Foley Summer Associate Fails to Show DEI Remarks Protected Job

December 4, 2024, 3:06 PM UTC

Foley & Lardner LLP convinced a federal court that its job offer to a summer associate wasn’t unconditional because its diversity director told her that the firm supported her Arab Muslim heritage and “embraced her history and values.”

Jinan Chehade filed a promissory estoppel claim against the law firm after it rescinded the offer because of her vocal opposition to Israel’s 2023 bombing of civilians in Gaza.

But the director’s statements weren’t an “unambiguous promise that Plaintiff’s employment offer would not be rescinded for her activism and advocacy efforts that she viewed as supportive of her Arab Muslim heritage,” said Judge Sharon Johnson Coleman Tuesday in an opinion for the US District Court for the Northern District of Illinois. “To conclude otherwise would mean that Plaintiff would have a ‘get out of jail free card’ for any action she took, even if it violated Defendant’s values and policies, due to her status as an Arab Muslim woman,” Coleman said.
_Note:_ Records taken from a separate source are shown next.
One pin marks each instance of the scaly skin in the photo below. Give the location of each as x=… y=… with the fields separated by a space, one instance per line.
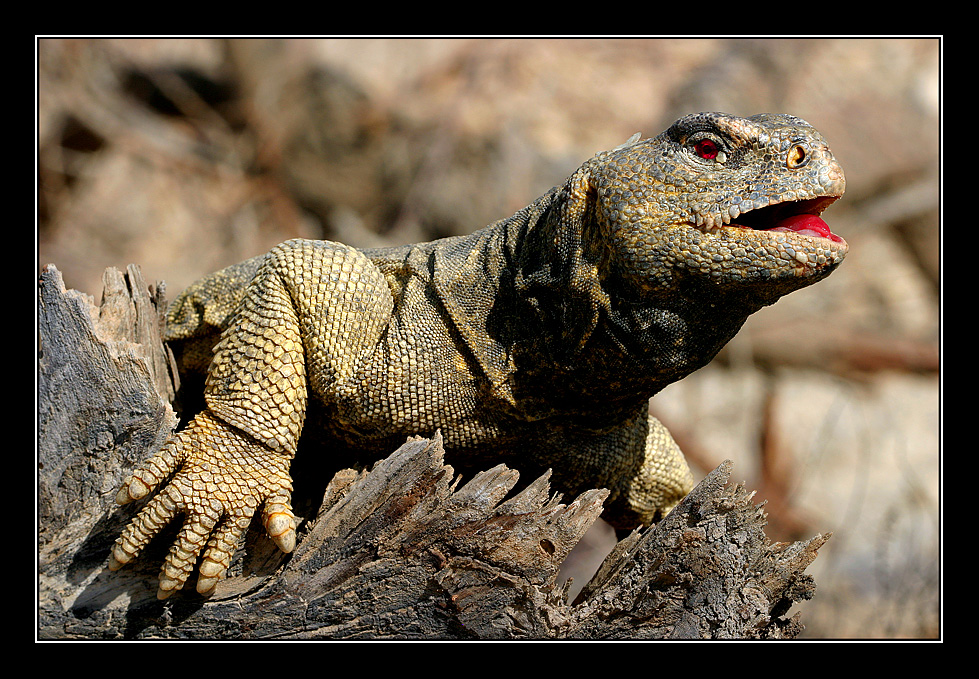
x=536 y=341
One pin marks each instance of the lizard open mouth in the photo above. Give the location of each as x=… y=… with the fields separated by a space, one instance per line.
x=801 y=216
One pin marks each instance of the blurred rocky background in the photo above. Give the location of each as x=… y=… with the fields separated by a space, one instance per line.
x=186 y=155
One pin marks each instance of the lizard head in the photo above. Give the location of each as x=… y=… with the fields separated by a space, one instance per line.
x=735 y=201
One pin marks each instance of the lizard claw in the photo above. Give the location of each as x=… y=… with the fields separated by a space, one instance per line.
x=222 y=476
x=280 y=523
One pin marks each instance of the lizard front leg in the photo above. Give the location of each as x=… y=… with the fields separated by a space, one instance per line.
x=234 y=456
x=224 y=475
x=638 y=461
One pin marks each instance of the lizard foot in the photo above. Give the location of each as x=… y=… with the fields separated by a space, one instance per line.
x=222 y=477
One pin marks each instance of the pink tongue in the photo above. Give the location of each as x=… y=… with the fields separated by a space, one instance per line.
x=808 y=225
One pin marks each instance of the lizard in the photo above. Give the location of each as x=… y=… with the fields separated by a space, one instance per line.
x=537 y=340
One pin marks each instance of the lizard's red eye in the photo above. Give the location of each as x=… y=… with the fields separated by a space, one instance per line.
x=705 y=148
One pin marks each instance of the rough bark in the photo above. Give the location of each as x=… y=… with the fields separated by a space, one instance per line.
x=405 y=550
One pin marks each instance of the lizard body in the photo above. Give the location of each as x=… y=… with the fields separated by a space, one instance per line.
x=537 y=340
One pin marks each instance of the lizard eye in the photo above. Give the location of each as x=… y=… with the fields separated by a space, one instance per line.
x=709 y=150
x=706 y=149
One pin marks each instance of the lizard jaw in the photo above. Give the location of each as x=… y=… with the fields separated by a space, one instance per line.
x=792 y=216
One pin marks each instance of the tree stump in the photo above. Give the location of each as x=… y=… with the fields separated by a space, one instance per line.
x=404 y=550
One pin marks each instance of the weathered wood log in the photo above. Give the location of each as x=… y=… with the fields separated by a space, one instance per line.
x=405 y=550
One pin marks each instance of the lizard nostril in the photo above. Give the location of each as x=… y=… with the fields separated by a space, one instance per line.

Chehade said that the firm was well aware of her activism because of comments on her resume and an essay she wrote. But Coleman said that the evidence Chehade offered didn’t reasonably impute knowledge of her activism to the director, much less the firm.

The director’s statements only concerned support for Chehade as an Arab Muslim woman, Coleman said. “There was no implicit promise that Plaintiff had total job protection no matter what she did or said so long as she believed those actions were related to her ethnicity, religion, or association,” the judge said.

Chehade’s promissory estoppel claim was dismissed without prejudice and she was given 21 days to cure the deficiencies in the pleadings.

Coleman’s opinion didn’t address Chehade’s federal and state claims for discrimination on the basis of ethnicity, religion, and association.

Vitale Vickrey Niro Solon & Gasey LLP and Kapitan Gomaa Law PC represent Chehade. Seyfarth Shaw LLP represents Foley & Lardner.

The case is Chehade v. Foley & Lardner LLP, 2024 BL 439920, N.D. Ill., No. 24-cv-04414, 12/3/24.